Using Damian Conway's Regexp::Grammars, I'm trying to match different balanced quoting ('foo', "foo", but not 'foo") mechanisms -- such as parens, quotes, double quotes, and double dollars. This is the code I'm currently using.

<token: pair>        \'<literal>\'|\"<literal>\"|\$\$<literal>\$\$
<token: literal>    [\S]+

This generally works fine and allows me to say something like:

<rule: quote>            QUOTE <.as>? <pair>

My question is how do I reform the output, to exclude the needles notation for the pair token?

{
  '' => 'QUOTE AS \',\'',
  'quote' => {
               '' => 'QUOTE AS \',\'',
               'pair' => {
                           'literal' => ',',
                           '' => '\',\''
                         }
             }
},

Here, there is obviously no desire to have pair in between, quote, and the literal value of it.
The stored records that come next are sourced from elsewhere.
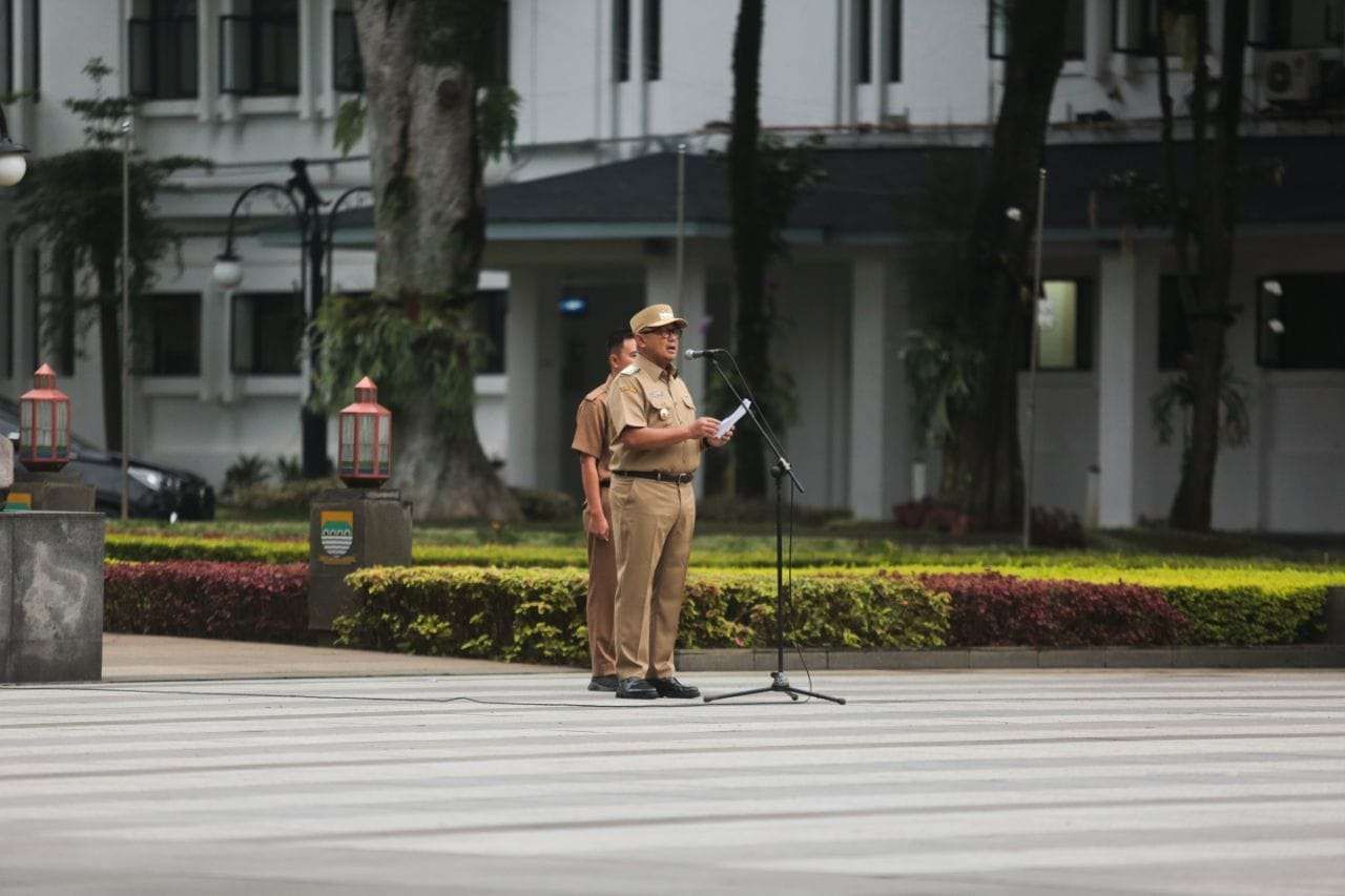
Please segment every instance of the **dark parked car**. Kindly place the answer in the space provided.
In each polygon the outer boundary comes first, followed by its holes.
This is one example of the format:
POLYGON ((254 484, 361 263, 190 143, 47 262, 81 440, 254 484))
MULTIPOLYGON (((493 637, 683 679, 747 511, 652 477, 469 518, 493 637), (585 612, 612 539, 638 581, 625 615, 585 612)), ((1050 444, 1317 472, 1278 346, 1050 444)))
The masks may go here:
MULTIPOLYGON (((0 436, 19 449, 19 406, 0 398, 0 436)), ((121 455, 94 448, 71 436, 74 460, 66 467, 97 490, 94 505, 106 514, 121 513, 121 455)), ((157 519, 214 519, 215 490, 186 470, 172 470, 130 459, 130 515, 157 519)))

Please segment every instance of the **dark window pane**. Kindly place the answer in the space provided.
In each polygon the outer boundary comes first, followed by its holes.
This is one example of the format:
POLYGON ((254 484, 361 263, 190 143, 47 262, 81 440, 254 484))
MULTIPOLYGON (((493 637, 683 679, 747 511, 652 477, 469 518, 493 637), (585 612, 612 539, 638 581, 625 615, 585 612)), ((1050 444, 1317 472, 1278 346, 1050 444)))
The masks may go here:
POLYGON ((1258 289, 1256 308, 1260 366, 1345 370, 1345 274, 1268 277, 1258 289))
POLYGON ((304 299, 295 292, 256 292, 234 296, 234 373, 299 373, 304 336, 304 299))
POLYGON ((178 293, 136 300, 134 369, 151 377, 200 375, 200 296, 178 293))
POLYGON ((873 81, 873 0, 854 4, 854 81, 873 81))
POLYGON ((482 289, 472 303, 472 324, 476 332, 486 336, 490 347, 486 350, 476 373, 504 373, 504 308, 508 292, 504 289, 482 289))
POLYGON ((644 0, 644 79, 658 81, 663 75, 663 4, 644 0))
POLYGON ((1158 369, 1184 367, 1193 348, 1190 324, 1181 301, 1181 283, 1176 274, 1165 274, 1158 281, 1158 369))
POLYGON ((612 79, 631 79, 631 0, 612 0, 612 79))

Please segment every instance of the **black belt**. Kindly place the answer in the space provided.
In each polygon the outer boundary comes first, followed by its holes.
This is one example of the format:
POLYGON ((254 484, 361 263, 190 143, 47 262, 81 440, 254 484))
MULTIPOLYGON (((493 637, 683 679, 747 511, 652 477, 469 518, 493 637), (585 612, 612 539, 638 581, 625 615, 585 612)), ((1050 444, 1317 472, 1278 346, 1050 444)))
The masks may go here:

Is there a better way to match 'foo', "foo", and $$foo$$, and maybe sometimes ( foo ) without each time creating a needless pair token? Can I preprocess-out that token or fold it into the above? Or, write a better construct entirely that eliminates the need for it?

Answer 1

Use another great module by Damian, Text::Balanced.

Answer 2

Per Damian, the answer was actually in the "Manual result distillation" part of the docs

The correct answer is to tell your <pair> token
to pass the result of each <literal> subrule through as its own
result, using the MATCH=
alias (see: "Manual result distillation" in the module documentation)  like so:

   <token: pair>        \'<MATCH=literal>\' | \"<MATCH=literal>\" |
\$\$<MATCH=literal>\$\$

Here is what the docs say:

Regexp::Grammars also offers full manual control over the distillation process. If you use the reserved word MATCH as the alias for a subrule call [...] Note that, in this second case, even though and are captured to the result-hash, they are not returned, because the MATCH alias overrides the normal "return the result-hash" semantics and returns only what its associated subrule (i.e. ) produces.